Accessing the Single-Segment Buffer Interface

seba-1511 · March 25, 2017, 8:05pm

Hi everyone,

I was wondering if there was a way to access the single-segment buffer interface of CUDA Tensors. For example, when using pyCUDA, I used to do:

def buff(ary):
    return ary.gpudata.as_buffer(ary.nbytes)

I’d like to use mpi4py with Pytorch, and while I can use the numpy interface for CPU tensors, this is not possible for GPU ones. This would be a nice trick while we wait for the distributed interface to be polished.

Thanks a lot for your help (and for developing Pytorch),
Séb

smth · March 26, 2017, 7:00pm

you cannot use the buffer interface for CUDA tensors, but you can get the GPU pointer as an int:

x = torch.randn(10).cuda()
print(x.data_ptr())

seba-1511 · March 27, 2017, 2:03am

Thanks for the fast answer.

Does that mean that I’d have to write my own C buffer wrapper ? (Maybe PyBuffer_FromObject: https://docs.python.org/2/c-api/buffer.html#c.PyBuffer_FromObject)

I saw that in distributed you use THDPTensorDesc but I guess I can’t access it from Python for now. Do you have a suggestion as to what might be the best alternative ?

smth · March 27, 2017, 2:39am

do you really need a PyBuffer? We attempted implementing the Buffer interface, but it is slightly different across many versions of python and impossible to implement without thousands of lines of code.

Cant you work with the data pointer and size of tensor ?

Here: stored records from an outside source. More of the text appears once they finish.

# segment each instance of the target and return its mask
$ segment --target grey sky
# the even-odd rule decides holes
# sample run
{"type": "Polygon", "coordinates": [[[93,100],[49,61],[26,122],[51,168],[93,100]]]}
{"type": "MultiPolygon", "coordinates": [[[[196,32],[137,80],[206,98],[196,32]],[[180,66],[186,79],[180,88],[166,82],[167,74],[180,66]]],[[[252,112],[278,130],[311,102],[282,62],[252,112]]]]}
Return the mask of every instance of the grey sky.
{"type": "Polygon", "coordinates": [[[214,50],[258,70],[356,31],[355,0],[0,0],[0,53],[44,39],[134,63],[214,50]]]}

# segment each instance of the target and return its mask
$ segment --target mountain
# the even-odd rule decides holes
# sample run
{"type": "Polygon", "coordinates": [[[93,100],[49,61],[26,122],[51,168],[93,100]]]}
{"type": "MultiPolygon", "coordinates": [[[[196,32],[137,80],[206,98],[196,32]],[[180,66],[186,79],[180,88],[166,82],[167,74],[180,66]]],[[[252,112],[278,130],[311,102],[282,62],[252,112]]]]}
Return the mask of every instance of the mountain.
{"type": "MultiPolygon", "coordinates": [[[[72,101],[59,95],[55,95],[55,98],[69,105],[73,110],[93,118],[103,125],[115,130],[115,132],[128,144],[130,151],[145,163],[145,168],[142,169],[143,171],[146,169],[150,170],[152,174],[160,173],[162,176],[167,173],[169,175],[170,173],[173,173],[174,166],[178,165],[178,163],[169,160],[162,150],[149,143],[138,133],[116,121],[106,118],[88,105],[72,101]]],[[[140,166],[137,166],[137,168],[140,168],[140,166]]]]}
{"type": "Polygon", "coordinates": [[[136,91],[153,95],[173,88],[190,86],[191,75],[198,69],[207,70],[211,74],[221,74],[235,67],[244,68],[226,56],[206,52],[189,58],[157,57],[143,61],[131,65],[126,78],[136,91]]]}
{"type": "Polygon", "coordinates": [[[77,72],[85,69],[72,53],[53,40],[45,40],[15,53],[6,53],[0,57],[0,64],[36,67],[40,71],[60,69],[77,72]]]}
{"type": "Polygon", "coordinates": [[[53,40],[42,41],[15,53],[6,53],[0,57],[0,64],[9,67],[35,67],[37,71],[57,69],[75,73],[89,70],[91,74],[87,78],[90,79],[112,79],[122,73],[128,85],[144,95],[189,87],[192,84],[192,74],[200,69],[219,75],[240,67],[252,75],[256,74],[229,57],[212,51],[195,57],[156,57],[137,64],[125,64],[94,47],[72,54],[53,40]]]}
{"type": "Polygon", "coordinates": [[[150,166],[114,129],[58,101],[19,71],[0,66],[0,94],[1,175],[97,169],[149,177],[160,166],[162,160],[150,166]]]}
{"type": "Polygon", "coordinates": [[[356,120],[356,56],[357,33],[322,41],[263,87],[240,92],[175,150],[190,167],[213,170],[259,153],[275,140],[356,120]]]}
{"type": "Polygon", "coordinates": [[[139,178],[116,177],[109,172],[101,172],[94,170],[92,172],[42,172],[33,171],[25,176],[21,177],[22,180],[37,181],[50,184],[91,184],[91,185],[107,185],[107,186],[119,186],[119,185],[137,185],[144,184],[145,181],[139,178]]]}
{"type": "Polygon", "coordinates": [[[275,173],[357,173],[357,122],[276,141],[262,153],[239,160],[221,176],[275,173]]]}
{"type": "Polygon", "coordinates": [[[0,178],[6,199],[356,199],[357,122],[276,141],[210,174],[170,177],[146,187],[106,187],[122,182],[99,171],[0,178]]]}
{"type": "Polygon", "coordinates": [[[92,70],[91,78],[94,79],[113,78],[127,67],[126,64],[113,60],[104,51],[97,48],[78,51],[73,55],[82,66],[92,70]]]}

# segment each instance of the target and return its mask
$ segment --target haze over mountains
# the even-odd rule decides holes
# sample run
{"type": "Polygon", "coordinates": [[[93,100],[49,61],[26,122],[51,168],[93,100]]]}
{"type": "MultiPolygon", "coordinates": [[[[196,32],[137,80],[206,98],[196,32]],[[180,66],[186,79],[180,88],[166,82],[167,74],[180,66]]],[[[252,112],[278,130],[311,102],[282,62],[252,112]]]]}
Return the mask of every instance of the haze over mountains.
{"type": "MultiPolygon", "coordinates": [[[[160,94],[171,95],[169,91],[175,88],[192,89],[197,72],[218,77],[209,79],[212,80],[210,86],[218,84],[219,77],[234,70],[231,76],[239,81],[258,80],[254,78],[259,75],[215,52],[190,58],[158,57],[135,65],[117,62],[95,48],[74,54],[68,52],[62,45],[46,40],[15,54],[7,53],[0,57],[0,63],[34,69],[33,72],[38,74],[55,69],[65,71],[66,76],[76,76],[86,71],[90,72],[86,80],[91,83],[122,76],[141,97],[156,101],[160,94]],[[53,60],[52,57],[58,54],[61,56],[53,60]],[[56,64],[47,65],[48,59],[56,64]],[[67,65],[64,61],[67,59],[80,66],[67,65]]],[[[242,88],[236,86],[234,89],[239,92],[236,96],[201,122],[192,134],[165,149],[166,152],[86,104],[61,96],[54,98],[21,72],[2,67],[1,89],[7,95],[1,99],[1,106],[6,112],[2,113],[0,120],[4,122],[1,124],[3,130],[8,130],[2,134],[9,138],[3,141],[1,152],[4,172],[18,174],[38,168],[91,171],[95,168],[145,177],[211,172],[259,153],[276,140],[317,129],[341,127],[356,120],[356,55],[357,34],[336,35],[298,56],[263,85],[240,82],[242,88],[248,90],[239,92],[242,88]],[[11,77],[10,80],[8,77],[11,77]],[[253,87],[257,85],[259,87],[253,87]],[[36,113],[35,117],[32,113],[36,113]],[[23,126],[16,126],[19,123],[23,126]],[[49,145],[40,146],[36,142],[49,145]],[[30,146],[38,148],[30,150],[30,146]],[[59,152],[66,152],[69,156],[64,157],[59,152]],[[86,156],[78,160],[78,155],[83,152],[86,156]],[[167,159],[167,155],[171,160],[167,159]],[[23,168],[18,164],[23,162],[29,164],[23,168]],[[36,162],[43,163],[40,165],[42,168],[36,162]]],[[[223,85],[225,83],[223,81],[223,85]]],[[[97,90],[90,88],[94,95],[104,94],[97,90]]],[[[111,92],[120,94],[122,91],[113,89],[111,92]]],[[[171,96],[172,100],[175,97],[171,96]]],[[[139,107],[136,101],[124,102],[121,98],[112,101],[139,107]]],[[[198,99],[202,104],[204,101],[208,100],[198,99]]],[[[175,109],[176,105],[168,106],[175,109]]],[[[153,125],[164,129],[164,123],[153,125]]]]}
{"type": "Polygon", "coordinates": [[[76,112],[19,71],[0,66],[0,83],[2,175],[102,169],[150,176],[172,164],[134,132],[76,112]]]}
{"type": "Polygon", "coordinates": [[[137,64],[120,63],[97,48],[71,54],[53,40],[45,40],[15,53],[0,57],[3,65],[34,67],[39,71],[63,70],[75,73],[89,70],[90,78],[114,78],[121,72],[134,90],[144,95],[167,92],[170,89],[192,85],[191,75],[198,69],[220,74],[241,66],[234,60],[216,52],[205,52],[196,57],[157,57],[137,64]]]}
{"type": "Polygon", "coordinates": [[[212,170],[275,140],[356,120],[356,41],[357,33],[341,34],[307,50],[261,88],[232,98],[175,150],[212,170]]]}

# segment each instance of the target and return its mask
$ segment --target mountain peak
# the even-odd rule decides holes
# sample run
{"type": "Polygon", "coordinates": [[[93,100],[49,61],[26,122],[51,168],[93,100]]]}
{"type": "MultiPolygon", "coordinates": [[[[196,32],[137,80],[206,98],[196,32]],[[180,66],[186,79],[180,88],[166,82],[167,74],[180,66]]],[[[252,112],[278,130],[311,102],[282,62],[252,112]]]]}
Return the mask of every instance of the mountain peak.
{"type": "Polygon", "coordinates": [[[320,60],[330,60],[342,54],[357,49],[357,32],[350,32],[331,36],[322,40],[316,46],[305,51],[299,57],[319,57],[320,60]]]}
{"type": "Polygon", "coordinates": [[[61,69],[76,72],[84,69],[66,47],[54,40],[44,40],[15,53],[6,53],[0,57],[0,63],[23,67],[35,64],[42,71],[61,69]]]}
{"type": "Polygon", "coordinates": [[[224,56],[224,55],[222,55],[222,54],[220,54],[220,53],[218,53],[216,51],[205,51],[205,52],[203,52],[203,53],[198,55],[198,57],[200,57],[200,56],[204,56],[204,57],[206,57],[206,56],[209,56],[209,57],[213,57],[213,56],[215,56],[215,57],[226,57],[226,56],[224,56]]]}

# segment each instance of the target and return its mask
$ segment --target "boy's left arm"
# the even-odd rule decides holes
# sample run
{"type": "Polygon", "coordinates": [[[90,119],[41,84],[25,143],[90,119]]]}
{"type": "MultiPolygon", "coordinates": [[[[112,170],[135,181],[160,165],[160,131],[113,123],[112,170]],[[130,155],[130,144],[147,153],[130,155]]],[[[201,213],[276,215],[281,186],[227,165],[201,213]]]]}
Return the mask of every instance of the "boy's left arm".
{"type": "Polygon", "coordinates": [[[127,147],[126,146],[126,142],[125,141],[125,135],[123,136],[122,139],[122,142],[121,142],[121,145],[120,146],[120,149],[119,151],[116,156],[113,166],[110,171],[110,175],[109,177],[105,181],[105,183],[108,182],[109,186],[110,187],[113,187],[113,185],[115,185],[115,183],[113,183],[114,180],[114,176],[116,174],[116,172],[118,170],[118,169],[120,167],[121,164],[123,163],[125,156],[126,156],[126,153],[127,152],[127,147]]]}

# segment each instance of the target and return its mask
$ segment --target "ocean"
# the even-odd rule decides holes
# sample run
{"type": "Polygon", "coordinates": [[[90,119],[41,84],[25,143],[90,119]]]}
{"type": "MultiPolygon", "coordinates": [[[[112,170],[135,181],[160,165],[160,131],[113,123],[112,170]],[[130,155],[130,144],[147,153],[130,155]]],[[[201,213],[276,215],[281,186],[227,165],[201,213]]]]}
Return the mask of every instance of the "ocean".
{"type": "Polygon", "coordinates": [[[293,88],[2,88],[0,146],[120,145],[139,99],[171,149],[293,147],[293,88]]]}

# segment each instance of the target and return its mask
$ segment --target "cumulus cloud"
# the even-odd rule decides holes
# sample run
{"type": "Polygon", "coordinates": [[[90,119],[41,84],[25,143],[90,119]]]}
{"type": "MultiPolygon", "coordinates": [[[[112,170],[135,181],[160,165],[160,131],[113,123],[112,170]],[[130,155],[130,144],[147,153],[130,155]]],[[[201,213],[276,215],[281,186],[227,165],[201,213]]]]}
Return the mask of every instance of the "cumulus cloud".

seba-1511 · March 27, 2017, 2:56am

The advantage of the Buffer interface is that mpi4py can take advantage of it. (Essentially making the whole of MPI available) I don’t know of a way to use it directly with address and length. Maybe using custom DataTypes, but I’d need to investigate that.

Since I can afford a hacky solution (only need send/recv), I’ll try that while waiting for THDP. In any case, I’ll keep this thread up-to-date.

stsievert · September 16, 2017, 10:40pm

Any updates on this? I’m interested in using mpi4py with Tensors. Does Tensor use the PyBuffer interface?

seba-1511 · September 19, 2017, 4:27am

Not that I am aware of. I (quickly) tried to implement a buffer interface at that time, but was not successful.

Nowadays, I would strongly recommend torch.distributed. It’s great and has support for MPI if you really need it.

stsievert · September 19, 2017, 4:39pm

Does PyTorch work with MPI like other programs would? i.e., would the below work

$ mpiexec -n 4 python torch_script.py

when torch_script.py contains

torch.distributed.init_process_group(backend='mpi', world_size=4)

smth · September 19, 2017, 6:06pm

yes. that’s how we run our tests: https://github.com/pytorch/pytorch/blob/master/test/run_test.sh#L98-L108

Stone · July 18, 2018, 7:39am

To use MPI you have to build from source, I think it’s kind of annoying.

seliad · April 18, 2020, 6:27am

So, is there a workaround?

torch.distributed MPI operations are very limited (+requires building from source), while mpi4py supports more operations and seems like excellent library.